After Facebook Privacy Scandal, Capitol Hill Turns Eye to Privacy Matters

After Facebook Privacy Scandal, Capitol Hill Turns Eye to Privacy Matters

In terms of companies protecting citizen data, we have a long ways to go.

In the final installment of the House IT subcommittee’s three-part hearing series on artificial intelligence, two particular topics were discussed more than before: the privacy of citizen data and the importance of measuring AI capabilities.

The hearings began in February with industry experts suggesting the U.S. invest more in AI research. At the Subcommittee on Information Technology's second hearing in March, government officials testified about their agency current use of and funds for AI and AI research amid recent budget proposals.

The last hearing on April 18 welcomed AI experts from nonprofits and academia, and the conversation went beyond investments and fundings to the AI responsibilities of both government and industry.

So, considering the Facebook-Cambridge Analytica affair and recent data breaches, Rep. Robin Kelly, D-Illinois, had questions about AI systems’ use of personal data and how to preserve citizen privacy.

The consensus? In terms of companies protecting citizen data, we have a long ways to go. In his testimony, Ben Buchanan, a postdoctoral fellow at the Science, Technology, and Public Policy Program at Harvard Kennedy School’s Belfer Center for Science and International Affairs, provided technical approaches that can mitigate this problem.

Privacy

Technology can’t replace policy, but innovations like differential privacy can ensure a particular individual’s data is obscured while retaining a data set’s value. This works by adding “statistical noise” to a particular person’s data, but the validity of data in the aggregate remains, according to Buchanan.

Another tactic is on-device processing, which brings the AI system to the user, rather than bringing the user’s data to an AI system central repository.

These are recent positive technical developments that need more research but are very promising and too infrequently deployed. So, why aren’t companies using these strategies?

As a matter of practice, “they require enormous technical skill to implement,” Buchanan said. “I think some companies want to have the data, want to aggregate the data and see the data, and that's part of their business model.”

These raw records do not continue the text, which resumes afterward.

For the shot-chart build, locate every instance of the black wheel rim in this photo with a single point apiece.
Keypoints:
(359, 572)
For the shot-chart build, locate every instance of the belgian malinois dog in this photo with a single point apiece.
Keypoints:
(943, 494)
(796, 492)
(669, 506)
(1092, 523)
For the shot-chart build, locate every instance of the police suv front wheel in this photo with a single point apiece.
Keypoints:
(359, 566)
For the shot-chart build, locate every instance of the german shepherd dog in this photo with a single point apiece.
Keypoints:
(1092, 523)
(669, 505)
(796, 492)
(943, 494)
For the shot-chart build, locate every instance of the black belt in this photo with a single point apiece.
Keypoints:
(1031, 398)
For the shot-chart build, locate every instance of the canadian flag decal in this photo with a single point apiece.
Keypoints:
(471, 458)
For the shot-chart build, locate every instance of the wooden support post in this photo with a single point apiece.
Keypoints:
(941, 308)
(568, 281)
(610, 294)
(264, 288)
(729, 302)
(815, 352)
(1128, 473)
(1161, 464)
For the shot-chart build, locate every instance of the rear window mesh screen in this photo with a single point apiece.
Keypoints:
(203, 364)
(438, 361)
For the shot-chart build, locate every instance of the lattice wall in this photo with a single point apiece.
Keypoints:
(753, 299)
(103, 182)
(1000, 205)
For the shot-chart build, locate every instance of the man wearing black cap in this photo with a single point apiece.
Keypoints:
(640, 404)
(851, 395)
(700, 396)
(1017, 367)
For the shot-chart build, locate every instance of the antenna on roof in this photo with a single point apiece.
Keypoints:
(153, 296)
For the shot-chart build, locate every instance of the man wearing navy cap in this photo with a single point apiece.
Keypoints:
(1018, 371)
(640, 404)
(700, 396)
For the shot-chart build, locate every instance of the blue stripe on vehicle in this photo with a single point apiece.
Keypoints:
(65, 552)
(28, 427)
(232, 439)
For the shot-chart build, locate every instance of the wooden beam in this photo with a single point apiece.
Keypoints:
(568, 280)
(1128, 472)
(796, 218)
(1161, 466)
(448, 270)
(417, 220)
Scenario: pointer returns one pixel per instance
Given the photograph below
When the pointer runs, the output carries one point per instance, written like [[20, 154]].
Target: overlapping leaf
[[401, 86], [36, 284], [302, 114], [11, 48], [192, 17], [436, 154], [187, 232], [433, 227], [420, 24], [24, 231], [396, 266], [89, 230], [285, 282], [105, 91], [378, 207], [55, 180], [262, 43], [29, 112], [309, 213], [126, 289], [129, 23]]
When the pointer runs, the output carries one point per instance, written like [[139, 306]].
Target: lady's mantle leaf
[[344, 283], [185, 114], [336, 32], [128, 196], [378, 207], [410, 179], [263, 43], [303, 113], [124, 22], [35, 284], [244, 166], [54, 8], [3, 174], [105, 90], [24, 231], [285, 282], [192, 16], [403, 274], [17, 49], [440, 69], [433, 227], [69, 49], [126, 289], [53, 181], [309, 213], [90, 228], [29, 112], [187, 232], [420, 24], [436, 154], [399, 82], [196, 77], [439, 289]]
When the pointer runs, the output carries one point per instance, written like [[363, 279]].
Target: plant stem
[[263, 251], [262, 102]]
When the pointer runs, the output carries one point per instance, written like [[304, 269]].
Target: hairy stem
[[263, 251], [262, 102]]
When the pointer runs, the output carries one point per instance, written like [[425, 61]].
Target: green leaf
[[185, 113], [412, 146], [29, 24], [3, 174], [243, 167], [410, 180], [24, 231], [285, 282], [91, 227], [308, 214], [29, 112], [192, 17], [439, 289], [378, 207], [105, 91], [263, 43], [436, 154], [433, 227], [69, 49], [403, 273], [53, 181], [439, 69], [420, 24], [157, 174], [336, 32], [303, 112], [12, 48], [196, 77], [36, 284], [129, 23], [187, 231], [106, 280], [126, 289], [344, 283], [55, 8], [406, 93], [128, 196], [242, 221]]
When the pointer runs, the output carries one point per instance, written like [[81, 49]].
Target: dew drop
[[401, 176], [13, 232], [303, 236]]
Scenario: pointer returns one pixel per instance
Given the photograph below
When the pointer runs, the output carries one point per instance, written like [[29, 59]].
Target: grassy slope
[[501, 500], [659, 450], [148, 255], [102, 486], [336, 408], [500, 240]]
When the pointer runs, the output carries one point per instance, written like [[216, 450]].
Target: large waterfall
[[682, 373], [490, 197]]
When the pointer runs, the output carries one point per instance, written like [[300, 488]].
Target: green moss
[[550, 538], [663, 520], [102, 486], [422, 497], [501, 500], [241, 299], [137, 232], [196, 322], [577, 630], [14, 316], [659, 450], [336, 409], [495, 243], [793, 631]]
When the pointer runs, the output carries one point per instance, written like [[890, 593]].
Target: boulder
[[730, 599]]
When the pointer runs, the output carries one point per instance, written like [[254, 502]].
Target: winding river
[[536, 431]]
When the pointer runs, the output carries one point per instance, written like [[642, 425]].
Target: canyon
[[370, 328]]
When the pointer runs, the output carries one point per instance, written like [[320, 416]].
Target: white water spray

There’s also an “enormous demand” for people with the technical skills required to build and secure these systems, and that demand hasn’t yet been met.

When asked how Congress can encourage AI companies to use and adopt more stringent safeguards for protecting consumer personal data, Buchanan referred to fellow panelist and director at OpenAI Jack Clark’s remarks on the importance on measurement.

“This is an area that I would like to know more about and measure better. How are American companies storing, securing and processing the data on Americans?” Buchanan said. Considering measurement is a topic of interest to the subcommittee, as its chairman, Rep. Will Hurd, R-Texas, mentioned, Buchanan said this would be a good place to start.

Measurement

“We must measure the progress and capabilities of AI to guide effective policymaking,” Clark said.

The use of AI in cyber will lead to more effective and targeted cyberattacks, and will more likely exploit vulnerabilities in AI systems.

“You can think of AI as something that we’re going to add to pretty much ever aspect of technology,” Clark said, adding power and capabilities.

Doing so will make U.S. defenses better, but Clark said it’s not clear yet whether this favors the defender or the attacker, and that’s where competitions come in.

“Hosting competitions, having government measure these capabilities as they develop will give us a kind of early warning system,” Clark said. If something bad is going to happen as a consequence of an AI capability, the government should know about it beforehand.

“I’d like an organization or an agency to be telling us about that,” Clark added. This is an opportunity to learn in an unprecedented way about the future before it happens, in order to make the appropriate regulations before harm occurs.

Clark refers to competitions like the Defense Advanced Research Projects Agency’s Cyber Grand Challenge initiative in 2016 to create advanced, automatic defensive systems, and the Defense Innovation Unit Experimental xView Detection Challenge (and data release) to develop new solutions for national security and disaster response.

Challenges like these, especially in the realm of robot manufacturing, drone navigation and predictability of AI systems, can “catalyze progress which would lead to commercial innovations and an increase in the robustness and usability of the technology,” Clark said.

He recommend the U.S. fund and encourage agencies to host more competitions in these areas, because a multitude of governmentwide competitions can spur innovation and AI predictions. Every agency has its focus areas and awareness of threats and challenges the private sector does not.

Hurd said the subcommittee will release a summary of what it has learned from this AI hearing series in the coming weeks, outlining steps that should be taken to responsibly help drive AI.